Formalizing the ∞-categorical Yoneda lemma

Computer proof assistants are computer programs to check the correctness of a mathematical proof. There exists a wide variety of those, and they have been used increasingly in recent decades. Notable examples include verifications of:

* Ferguson--Hales's proof of the Kepler conjecture (2003--2014, in Isabelle)
* Feit--Thompson's Odd Order Theorem, playing a central role in the classification of finite simple groups (2006--2012, in Coq)
* some of Scholze and Clausen's work on condensed mathematics, implemented as the "Liquid Tensor Experiment" (2020--2022, in Lean)

Modern-day algebraic geometry and homotopy theory make heavy use of ∞-category theory, the formalization of which in a computer proof assistant has largely remained elusive.

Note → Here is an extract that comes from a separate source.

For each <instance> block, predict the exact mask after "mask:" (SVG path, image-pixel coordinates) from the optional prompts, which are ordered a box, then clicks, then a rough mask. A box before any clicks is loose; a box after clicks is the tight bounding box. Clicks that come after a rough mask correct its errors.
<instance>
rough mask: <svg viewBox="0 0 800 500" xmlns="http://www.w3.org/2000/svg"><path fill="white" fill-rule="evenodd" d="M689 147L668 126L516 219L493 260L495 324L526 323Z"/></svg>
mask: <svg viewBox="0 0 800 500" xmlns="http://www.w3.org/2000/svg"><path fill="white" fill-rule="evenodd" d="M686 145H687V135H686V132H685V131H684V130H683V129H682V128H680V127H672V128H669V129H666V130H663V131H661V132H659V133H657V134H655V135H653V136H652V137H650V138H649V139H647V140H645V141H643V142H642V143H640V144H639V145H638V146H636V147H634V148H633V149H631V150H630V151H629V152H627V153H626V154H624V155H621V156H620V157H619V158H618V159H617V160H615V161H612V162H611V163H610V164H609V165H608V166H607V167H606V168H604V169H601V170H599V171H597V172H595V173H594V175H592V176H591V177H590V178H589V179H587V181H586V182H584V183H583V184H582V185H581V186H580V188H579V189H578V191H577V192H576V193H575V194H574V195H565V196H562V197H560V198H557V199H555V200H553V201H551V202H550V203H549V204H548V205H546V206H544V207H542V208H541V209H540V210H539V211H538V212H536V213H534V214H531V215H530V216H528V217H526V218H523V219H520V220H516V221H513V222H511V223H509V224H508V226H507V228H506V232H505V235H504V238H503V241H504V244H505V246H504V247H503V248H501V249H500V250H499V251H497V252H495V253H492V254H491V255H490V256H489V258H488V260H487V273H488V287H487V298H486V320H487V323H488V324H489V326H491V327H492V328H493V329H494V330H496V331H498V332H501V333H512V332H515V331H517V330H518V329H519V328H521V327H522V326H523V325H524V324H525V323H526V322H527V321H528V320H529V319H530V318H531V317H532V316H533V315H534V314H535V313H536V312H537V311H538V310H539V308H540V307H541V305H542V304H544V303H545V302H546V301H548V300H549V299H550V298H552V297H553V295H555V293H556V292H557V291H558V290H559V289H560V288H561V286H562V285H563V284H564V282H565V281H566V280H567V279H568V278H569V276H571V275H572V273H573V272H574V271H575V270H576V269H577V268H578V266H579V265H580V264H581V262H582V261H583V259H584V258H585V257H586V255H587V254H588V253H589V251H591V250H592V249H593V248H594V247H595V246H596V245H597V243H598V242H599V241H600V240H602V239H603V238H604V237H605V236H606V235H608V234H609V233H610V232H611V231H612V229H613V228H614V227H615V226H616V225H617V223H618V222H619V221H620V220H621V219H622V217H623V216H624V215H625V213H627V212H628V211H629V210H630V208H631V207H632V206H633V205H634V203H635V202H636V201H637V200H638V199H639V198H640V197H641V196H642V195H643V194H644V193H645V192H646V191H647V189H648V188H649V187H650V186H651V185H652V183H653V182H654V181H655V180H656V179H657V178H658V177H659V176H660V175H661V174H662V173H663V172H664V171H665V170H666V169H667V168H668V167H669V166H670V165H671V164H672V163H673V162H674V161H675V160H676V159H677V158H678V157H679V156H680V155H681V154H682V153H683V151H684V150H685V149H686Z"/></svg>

The natively homotopical flavor of ∞-category theory makes it a challenge to find a good foundational system that makes formalization amenable.

This is, in fact, made possible in the new proof assistant Rzk (https://rzk-lang.github.io/rzk), developed by Kudasov. The underlying theory is based on Riehl--Shulman's simplicial type theory from 2017, a version of homotopy type theory augmented with a directed interval. This formal language permits the synthetic development of parts of ∞-category theory as done in work by Riehl--Shulman, Buchholtz--W, and Bardomiano Martínez. But these used "pen and paper" rather than a proof assistant.

Now, together with Riehl and Kudasov, we have formalized Riehl--Shulman's version of the synthetic ∞-categorical Yoneda Lemma in Rzk (https://emilyriehl.github.io/yoneda/). Additional formalizations have been contributed by Bakke in Rzk, and by Hazratpour in Lean who formalized a version of the 1-categorical Yoneda lemma.

In the talk, I'll briefly introduce the basic vocabulary of Riehl--Shulman's synthetic ∞-category theory and present a demo of the formalized ∞-categorical Yoneda lemma in Kudasov's Rzk proof assistant. Using the case study of the Yoneda lemma, we will explain the conceptual and practical advantages as well as challenges that arise when doing synthetic ∞-category theory in this setting.